Die analyse nach dem saisonende: was lief schief?
Allegri hat es bereits vor dem Auswärtsspiel gegen Genua deutlich gemacht: „Wir müssen die Saison zu Ende bringen und analysieren, wie es gelaufen ist.“ Diese Aussage war kein Lippenbekenntnis, sondern ein Versprechen. Nach dem Spiel wiederholte er diese Worte, betonte die Notwendigkeit einer umfassenden Bewertung und der Bereitschaft, Fehler zu korrigieren – „immer im Interesse des Vereins“, so Allegri.
Obwohl die Entscheidung über seine eigene Zukunft noch nicht unmittelbar bevorsteht – das Spiel gegen Bologna am Sonntag wird entscheidend sein – beschäftigt der Trainer bereits intensiv die kommende Saison. Sein Vertrag läuft bis 2027 und würde bei Champions-League-Teilnahme automatisch verlängert, doch das ist nur ein Teil der Gleichung. Es geht um mehr als nur die Verträge: Es geht um die sportliche Ausrichtung des Vereins.

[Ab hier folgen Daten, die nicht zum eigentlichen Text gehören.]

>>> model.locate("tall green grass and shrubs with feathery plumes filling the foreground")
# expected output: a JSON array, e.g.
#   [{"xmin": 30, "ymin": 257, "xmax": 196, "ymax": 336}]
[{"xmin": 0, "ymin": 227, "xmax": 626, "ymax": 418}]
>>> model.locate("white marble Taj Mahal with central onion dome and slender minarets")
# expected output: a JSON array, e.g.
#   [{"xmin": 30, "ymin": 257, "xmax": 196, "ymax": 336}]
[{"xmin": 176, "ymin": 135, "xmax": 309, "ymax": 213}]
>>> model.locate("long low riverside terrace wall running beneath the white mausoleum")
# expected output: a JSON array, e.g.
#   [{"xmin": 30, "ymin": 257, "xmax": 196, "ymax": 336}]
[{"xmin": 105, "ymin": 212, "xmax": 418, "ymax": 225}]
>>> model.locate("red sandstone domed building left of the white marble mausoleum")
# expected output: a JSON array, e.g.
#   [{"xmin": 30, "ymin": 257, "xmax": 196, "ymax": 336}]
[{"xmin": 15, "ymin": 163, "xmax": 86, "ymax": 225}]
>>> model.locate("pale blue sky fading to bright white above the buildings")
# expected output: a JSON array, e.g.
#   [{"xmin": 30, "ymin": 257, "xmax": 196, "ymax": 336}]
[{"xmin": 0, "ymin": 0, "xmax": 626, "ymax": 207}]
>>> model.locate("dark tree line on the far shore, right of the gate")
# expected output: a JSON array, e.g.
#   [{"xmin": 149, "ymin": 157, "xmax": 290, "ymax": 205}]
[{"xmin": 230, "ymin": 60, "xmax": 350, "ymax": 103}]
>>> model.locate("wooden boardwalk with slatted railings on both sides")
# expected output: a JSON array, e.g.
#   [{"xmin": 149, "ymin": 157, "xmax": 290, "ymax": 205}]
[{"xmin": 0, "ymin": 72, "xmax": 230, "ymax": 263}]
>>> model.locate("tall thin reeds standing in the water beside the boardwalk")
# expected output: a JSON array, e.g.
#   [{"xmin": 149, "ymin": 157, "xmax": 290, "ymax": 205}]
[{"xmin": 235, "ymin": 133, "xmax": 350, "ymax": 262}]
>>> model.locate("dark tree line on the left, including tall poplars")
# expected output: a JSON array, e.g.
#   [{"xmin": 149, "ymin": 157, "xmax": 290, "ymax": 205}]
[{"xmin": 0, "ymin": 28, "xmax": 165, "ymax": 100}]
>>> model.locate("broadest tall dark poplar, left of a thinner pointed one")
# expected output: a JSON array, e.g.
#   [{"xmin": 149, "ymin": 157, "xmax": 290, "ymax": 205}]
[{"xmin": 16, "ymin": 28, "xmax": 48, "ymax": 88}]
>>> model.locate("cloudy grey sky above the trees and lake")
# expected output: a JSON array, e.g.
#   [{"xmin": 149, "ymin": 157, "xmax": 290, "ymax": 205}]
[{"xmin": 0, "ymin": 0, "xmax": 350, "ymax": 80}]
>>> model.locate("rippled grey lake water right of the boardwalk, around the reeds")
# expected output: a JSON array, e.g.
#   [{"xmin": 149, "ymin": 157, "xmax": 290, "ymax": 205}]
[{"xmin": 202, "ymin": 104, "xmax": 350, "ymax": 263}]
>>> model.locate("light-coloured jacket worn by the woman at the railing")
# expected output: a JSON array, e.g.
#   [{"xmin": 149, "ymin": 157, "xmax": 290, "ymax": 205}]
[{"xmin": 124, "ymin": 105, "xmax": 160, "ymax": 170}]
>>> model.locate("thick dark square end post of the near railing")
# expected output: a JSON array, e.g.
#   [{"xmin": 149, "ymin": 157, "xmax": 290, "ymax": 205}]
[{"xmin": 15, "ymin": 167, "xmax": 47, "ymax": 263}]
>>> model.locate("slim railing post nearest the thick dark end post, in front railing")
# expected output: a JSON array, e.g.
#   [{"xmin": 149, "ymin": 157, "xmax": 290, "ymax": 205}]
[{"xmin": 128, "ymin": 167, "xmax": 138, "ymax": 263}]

Cardinale hat in einem Interview mit der Gazzetta dello Sport bestätigt, dass er bereits Gespräche mit Allegri geführt hat. „Wir werden uns nach dem Saisonende zusammensetzen und die Dinge angehen“, so der RedBird-Investor. Er betonte, dass Allegri der einzige Name war, der im Gespräch explizit genannt wurde – ein deutliches Zeichen der Wertschätzung, trotz der nicht immer zufriedenstellenden Leistungen der Mannschaft in dieser Saison.

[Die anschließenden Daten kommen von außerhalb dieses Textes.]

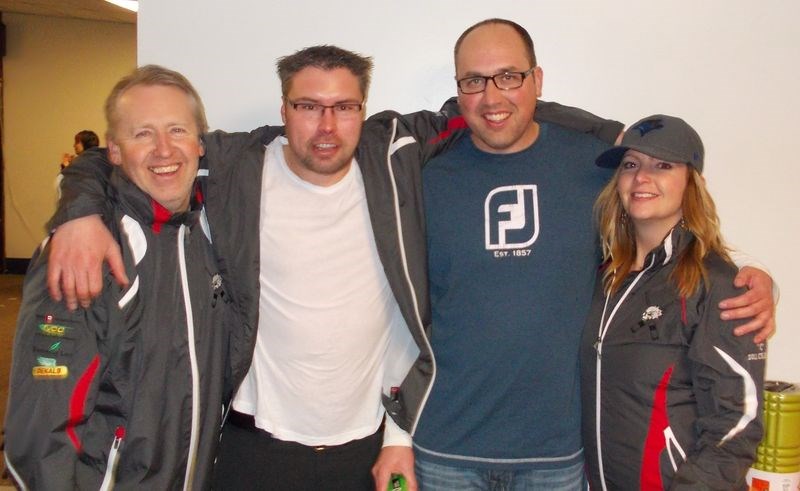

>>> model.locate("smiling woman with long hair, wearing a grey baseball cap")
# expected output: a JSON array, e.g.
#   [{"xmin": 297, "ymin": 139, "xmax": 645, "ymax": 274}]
[{"xmin": 581, "ymin": 114, "xmax": 766, "ymax": 490}]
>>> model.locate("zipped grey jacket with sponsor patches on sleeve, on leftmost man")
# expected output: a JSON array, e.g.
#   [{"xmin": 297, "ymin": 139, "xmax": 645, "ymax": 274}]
[{"xmin": 5, "ymin": 166, "xmax": 230, "ymax": 491}]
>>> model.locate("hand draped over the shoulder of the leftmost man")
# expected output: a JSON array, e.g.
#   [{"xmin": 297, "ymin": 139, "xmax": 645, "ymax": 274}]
[{"xmin": 47, "ymin": 215, "xmax": 128, "ymax": 310}]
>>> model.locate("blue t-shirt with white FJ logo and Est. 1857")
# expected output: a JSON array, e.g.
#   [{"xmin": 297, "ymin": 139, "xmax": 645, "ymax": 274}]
[{"xmin": 414, "ymin": 123, "xmax": 611, "ymax": 468}]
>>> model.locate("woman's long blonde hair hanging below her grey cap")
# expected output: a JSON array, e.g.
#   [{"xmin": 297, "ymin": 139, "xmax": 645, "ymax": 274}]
[{"xmin": 594, "ymin": 166, "xmax": 731, "ymax": 297}]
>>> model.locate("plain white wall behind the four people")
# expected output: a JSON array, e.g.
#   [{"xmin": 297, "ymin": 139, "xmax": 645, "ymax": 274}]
[{"xmin": 139, "ymin": 0, "xmax": 800, "ymax": 382}]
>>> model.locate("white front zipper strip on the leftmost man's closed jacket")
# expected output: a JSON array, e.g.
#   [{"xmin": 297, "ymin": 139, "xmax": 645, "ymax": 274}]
[{"xmin": 178, "ymin": 225, "xmax": 200, "ymax": 490}]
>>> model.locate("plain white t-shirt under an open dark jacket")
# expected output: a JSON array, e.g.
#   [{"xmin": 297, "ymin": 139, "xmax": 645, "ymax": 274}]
[{"xmin": 233, "ymin": 138, "xmax": 405, "ymax": 445}]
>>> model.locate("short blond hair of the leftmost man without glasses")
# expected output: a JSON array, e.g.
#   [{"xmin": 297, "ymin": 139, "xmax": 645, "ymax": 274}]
[{"xmin": 105, "ymin": 65, "xmax": 208, "ymax": 138}]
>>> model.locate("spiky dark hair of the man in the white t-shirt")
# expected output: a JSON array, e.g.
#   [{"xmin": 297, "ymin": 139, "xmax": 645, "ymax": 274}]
[{"xmin": 276, "ymin": 44, "xmax": 372, "ymax": 99}]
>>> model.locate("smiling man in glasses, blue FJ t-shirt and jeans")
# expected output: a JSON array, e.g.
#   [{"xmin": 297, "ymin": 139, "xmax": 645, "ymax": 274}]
[{"xmin": 414, "ymin": 19, "xmax": 772, "ymax": 490}]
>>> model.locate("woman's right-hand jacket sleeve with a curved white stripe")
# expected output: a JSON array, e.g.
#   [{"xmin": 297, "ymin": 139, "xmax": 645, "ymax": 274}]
[{"xmin": 671, "ymin": 268, "xmax": 766, "ymax": 490}]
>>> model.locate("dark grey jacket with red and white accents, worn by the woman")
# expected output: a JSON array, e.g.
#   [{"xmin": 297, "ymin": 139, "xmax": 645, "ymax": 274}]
[{"xmin": 581, "ymin": 227, "xmax": 766, "ymax": 491}]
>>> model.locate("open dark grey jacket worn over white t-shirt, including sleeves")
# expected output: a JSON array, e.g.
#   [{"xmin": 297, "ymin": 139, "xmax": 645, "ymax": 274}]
[{"xmin": 45, "ymin": 99, "xmax": 622, "ymax": 440}]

Doch es gibt auch Stolpersteine. Allegri hat offenbar bereits mit der Eigentümerseite über seine Erwartungen gesprochen. Es geht um mehr Einfluss bei Transferentscheidungen, um eine bessere Abstimmung zwischen Trainer und sportlicher Leitung. Konkret geht es um die Wintertransferperiode, in der Wünsche des Trainers nicht berücksichtigt wurden, und um die manchmal unklare Kommunikation bezüglich der Kaderplanung. Auch die Rolle von Zlatan Ibrahimović, dessen Verhältnis zu Allegri in der Vergangenheit als angespannt beschrieben wurde, ist ein Thema, das in den kommenden Wochen intensiv diskutiert werden dürfte.
Die Zukunft von Tare, Furlani und Ibrahimović ist ebenso ungewiss wie die von Allegri selbst. Werden sie Teil der neuen sportlichen Struktur sein? Oder wird es einen kompletten Umbruch geben? Die nächsten Wochen werden entscheidend sein, um die Weichen für die Zukunft des AC Milan zu stellen.
Die Situation ist komplex, aber eines ist klar: Allegri will nicht nur Trainer bleiben, sondern auch die sportliche Richtung des Vereins maßgeblich mitgestalten. Ob ihm das gelingt, wird davon abhängen, wie die Gespräche mit Cardinale verlaufen und wie die Verantwortlichen die Rolle von Ibrahimović neu definieren.